Sete em cada dez adultos norte-americanos dizem que é pelo menos um pouco provável que seus próprios telefonemas e e-mails estejam sendo monitorados pelo governo, incluindo 37% que acreditam que esse tipo de vigilância é 'muito provável', de acordo com um Pew Research Center pesquisa realizada em fevereiro.

Apenas 13% do público dizem que 'não é provável' que o governo esteja monitorando suas comunicações.

Essas visões prevalecem em vários grupos demográficos diferentes, mas existem algumas diferenças com base na idade, sexo e educação.

Mais notavelmente, quase oito em cada dez adultos dos EUA com menos de 50 anos acham que é provável que o governo esteja rastreando suas comunicações, em comparação com cerca de seis em cada dez daqueles com 50 anos ou mais.

Além disso, os homens têm maior probabilidade do que as mulheres de suspeitar do monitoramento do governo, assim como aqueles com ensino médio ou menos em comparação com pessoas que possuem curso superior ou superior.
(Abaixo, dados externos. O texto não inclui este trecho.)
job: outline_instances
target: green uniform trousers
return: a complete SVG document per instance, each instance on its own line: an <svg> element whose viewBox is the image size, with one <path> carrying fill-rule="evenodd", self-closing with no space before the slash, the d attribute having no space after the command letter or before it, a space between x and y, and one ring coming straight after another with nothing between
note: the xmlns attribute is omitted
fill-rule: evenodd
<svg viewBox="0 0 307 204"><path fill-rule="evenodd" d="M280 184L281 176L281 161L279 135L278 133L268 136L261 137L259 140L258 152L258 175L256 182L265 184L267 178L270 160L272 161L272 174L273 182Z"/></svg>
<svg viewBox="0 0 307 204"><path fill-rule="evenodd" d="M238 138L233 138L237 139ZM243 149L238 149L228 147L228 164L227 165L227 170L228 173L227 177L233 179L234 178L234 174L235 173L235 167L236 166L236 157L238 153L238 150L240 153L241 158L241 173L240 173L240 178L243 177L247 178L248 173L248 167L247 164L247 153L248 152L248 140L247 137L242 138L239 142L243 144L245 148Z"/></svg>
Os americanos de todo o espectro político têm a mesma probabilidade de pensar que o governo está monitorando suas ligações ou e-mails. Sete em cada dez republicanos (incluindo independentes que se inclinam para o Partido Republicano) dizem isso, a mesma proporção entre os democratas e independentes com inclinação democrata.



Mas enquanto muitos americanos presumem que o governo está monitorando suas comunicações pessoais, eles expressaram desconforto com essa atividade no passado.

Uma pesquisa do Pew Research Center de 2015 descobriu que quase seis em cada dez americanos (57%) acreditam que é inaceitável que o governo monitore as comunicações dos cidadãos americanos. Mas a pesquisa descobriu que cerca de metade dos americanos dizem queéaceitável para o governo dos EUA monitorar as comunicações de cidadãos de outros países.

Da mesma forma, em uma pesquisa realizada em 2014, uma pequena maioria dos americanos (54%) disse que desaprovava a coleta de dados de telefone e internet pelo governo como parte dos esforços antiterrorismo.